De que falamos quando falamos dos EUA? Michael Moore propõe uma visão "europeizada" que, mesmo na sua dimensão mais demagógica, vale a pena discutir — este texto foi publicado no Diário de Notícias (16 Junho), com o título 'O que é a demagogia?'.
Nos últimos tempos, por razões cuja importância será desnecessário sublinhar, temos tido uma percepção dos EUA fortemente contaminada pelos efeitos mediáticos de um demagogo chamado Donald Trump. Que as coisas nunca são automáticas ou definitivas, prova-o o confronto que podemos estabelecer, agora, com o novo filme de Michael Moore, cineasta que, em tudo e por tudo, é uma antítese de Trump — acontece que E Agora Invadimos o Quê? é um objecto profundamente demagógico.

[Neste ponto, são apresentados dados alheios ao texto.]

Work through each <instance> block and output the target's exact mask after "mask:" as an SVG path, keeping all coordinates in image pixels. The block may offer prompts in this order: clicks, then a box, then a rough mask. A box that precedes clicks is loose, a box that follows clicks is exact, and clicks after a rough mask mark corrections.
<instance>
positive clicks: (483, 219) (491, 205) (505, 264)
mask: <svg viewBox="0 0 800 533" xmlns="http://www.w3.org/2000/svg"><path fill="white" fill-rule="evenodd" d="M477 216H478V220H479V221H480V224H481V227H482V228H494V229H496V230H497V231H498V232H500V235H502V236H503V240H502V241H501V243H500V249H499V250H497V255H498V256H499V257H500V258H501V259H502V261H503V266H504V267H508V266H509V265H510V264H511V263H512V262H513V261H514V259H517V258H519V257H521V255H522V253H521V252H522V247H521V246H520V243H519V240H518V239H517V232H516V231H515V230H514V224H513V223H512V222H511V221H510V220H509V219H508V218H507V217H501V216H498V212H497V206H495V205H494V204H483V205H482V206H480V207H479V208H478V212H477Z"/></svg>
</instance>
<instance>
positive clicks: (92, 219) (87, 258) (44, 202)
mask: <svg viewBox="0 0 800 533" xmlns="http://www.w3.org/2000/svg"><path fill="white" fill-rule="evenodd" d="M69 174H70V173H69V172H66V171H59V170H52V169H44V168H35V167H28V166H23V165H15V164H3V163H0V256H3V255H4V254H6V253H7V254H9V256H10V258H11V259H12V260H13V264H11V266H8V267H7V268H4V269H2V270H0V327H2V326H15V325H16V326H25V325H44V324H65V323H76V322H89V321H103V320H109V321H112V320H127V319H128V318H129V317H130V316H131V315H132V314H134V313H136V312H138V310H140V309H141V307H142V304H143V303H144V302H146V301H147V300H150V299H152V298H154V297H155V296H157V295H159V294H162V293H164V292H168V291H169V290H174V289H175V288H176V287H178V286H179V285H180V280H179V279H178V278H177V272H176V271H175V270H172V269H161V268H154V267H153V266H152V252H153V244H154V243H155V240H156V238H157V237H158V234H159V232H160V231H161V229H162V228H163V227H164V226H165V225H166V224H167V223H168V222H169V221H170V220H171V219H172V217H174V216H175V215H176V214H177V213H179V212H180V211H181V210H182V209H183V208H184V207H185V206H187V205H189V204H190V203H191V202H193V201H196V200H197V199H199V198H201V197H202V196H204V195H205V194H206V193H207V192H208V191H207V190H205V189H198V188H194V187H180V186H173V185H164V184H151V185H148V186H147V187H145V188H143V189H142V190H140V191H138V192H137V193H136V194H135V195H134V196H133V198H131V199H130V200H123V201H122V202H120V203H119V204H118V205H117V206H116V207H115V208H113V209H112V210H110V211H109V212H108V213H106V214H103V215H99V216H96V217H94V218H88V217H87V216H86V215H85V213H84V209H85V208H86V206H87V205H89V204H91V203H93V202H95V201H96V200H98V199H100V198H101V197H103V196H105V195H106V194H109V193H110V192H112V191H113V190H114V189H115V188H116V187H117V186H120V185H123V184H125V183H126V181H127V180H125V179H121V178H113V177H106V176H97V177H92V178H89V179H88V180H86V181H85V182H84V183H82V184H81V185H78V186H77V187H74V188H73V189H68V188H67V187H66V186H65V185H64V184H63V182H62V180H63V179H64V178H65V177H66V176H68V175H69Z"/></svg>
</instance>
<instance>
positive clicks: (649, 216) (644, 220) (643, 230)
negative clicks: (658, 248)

De que falamos quando falamos de demagogia? Poderíamos responder através da imagem que o filme dá de nós próprios, europeus. De facto, a demonização dos EUA parece colher o seu primeiro e decisivo “argumento” no estado paradisíaco desta nossa Europa — para Moore, as contradições internas da União Europeia só podem ser uma ilusão masoquista.
Não simplifiquemos ainda mais. Sobretudo porque acusar Moore de demagogia não é o mesmo que dizer que ele mente... Os exemplos são muitos, mas há um especialmente significativo. Assim, uma boa parte das imagens que ele nos apresenta do seu próprio país dá a ver cidadãos negros a serem espancados por polícias. Ora, ninguém irá negar a gravidade das formas de discriminação e injustiça que continuam a ferir a unidade simbólica da nação americana. Mas há uma pergunta que fica: porque é que se trata a complexidade de tudo isso através da montagem gratuita de algumas imagens chocantes, omitindo o facto de, melhor ou pior (mas com efeitos muito reais), os EUA terem sido presididos nos últimos oito anos por um homem que, salvo erro, não tem a pele branca? É uma pergunta cinematográfica, entenda-se: não se pode (ou não se deve) reivindicar o cinema como instrumento de discussão política para, depois, o usar como se fosse uma vulgar colecção de spots televisivos.